= Inverse quadratic interpolation =

Method of solving equations

In numerical analysis, inverse quadratic interpolation is a root-finding algorithm, meaning that it is an algorithm for solving equations of the form f(x) = 0. The idea is to use quadratic interpolation to approximate the inverse of f. This algorithm is rarely used on its own, but it is important because it forms part of the popular Brent's method.

==The method==

The inverse quadratic interpolation algorithm is defined by the recurrence relation

$x_{n+1} = \frac{f_{n-1}f_n}{(f_{n-2}-f_{n-1})(f_{n-2}-f_n)} x_{n-2} + \frac{f_{n-2}f_n}{(f_{n-1}-f_{n-2})(f_{n-1}-f_n)} x_{n-1}$

${} + \frac{f_{n-2}f_{n-1}}{(f_n-f_{n-2})(f_n-f_{n-1})} x_n,$

where f_{k} = f(x_{k}). As can be seen from the recurrence relation, this method requires three initial values, x_{0}, x_{1} and x_{2}.

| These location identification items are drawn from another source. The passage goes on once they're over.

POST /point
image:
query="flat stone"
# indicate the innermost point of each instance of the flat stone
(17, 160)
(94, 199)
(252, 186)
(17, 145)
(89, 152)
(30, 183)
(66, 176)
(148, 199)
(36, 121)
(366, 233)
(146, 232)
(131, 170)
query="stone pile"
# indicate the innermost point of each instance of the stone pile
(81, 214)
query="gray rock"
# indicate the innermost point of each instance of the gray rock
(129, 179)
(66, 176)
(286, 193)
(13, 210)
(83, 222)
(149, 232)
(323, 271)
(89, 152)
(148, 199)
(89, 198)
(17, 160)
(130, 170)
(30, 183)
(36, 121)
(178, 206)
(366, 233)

==Explanation of the method==

We use the three preceding iterates, x_{n−2}, x_{n−1} and x_{n}, with their function values, f_{n−2}, f_{n−1} and f_{n}. Applying the Lagrange interpolation formula to do quadratic interpolation on the inverse of f yields

$f^{-1}(y) = \frac{(y-f_{n-1})(y-f_n)}{(f_{n-2}-f_{n-1})(f_{n-2}-f_n)} x_{n-2} + \frac{(y-f_{n-2})(y-f_n)}{(f_{n-1}-f_{n-2})(f_{n-1}-f_n)} x_{n-1}$

$\qquad + \frac{(y-f_{n-2})(y-f_{n-1})}{(f_n-f_{n-2})(f_n-f_{n-1})} x_n.$

We are looking for a root of f, so we substitute y = f(x) = 0 in the above equation, and this results in the above recursion formula.

==Behaviour==

The asymptotic behaviour is very good: generally, the iterates x_{n} converge fast to the root once they get close. However, performance is often quite poor if the initial values are not close to the actual root. For instance, if by any chance two of the function values f_{n−2}, f_{n−1} and f_{n} coincide, the algorithm fails completely. Thus, inverse quadratic interpolation is seldom used as a stand-alone algorithm.

The order of this convergence is approximately 1.84 as can be proved by secant method analysis.

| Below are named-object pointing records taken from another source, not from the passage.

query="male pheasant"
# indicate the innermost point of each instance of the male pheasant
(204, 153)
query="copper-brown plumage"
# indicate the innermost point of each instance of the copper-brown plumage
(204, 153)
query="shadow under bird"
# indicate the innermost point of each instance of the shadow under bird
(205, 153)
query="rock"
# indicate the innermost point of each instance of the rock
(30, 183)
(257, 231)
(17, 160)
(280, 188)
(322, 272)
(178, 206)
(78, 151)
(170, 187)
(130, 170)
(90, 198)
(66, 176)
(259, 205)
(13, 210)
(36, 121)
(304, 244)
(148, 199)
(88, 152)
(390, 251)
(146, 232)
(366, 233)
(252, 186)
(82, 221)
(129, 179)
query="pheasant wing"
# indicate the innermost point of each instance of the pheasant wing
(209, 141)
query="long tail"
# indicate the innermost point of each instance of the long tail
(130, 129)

==Comparison with other root-finding methods==

As noted in the introduction, inverse quadratic interpolation is used in Brent's method.

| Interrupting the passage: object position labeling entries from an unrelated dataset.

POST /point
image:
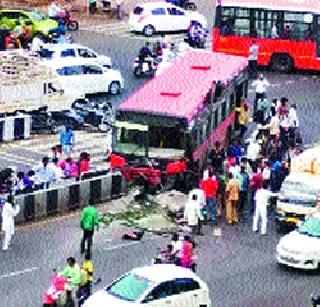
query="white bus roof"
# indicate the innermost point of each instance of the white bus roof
(312, 6)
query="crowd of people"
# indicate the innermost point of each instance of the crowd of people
(246, 176)
(58, 165)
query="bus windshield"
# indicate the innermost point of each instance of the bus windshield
(135, 139)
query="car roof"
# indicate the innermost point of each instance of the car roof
(70, 61)
(63, 46)
(150, 5)
(162, 272)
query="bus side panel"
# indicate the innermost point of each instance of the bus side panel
(218, 134)
(303, 53)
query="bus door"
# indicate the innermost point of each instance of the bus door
(263, 21)
(317, 34)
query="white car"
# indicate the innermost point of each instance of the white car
(84, 76)
(60, 51)
(158, 285)
(153, 17)
(301, 248)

Inverse quadratic interpolation is also closely related to some other root-finding methods.
Using linear interpolation instead of quadratic interpolation gives the secant method. Interpolating f instead of the inverse of f gives Muller's method.

==See also==
- Successive parabolic interpolation is a related method that uses parabolas to find extrema rather than roots.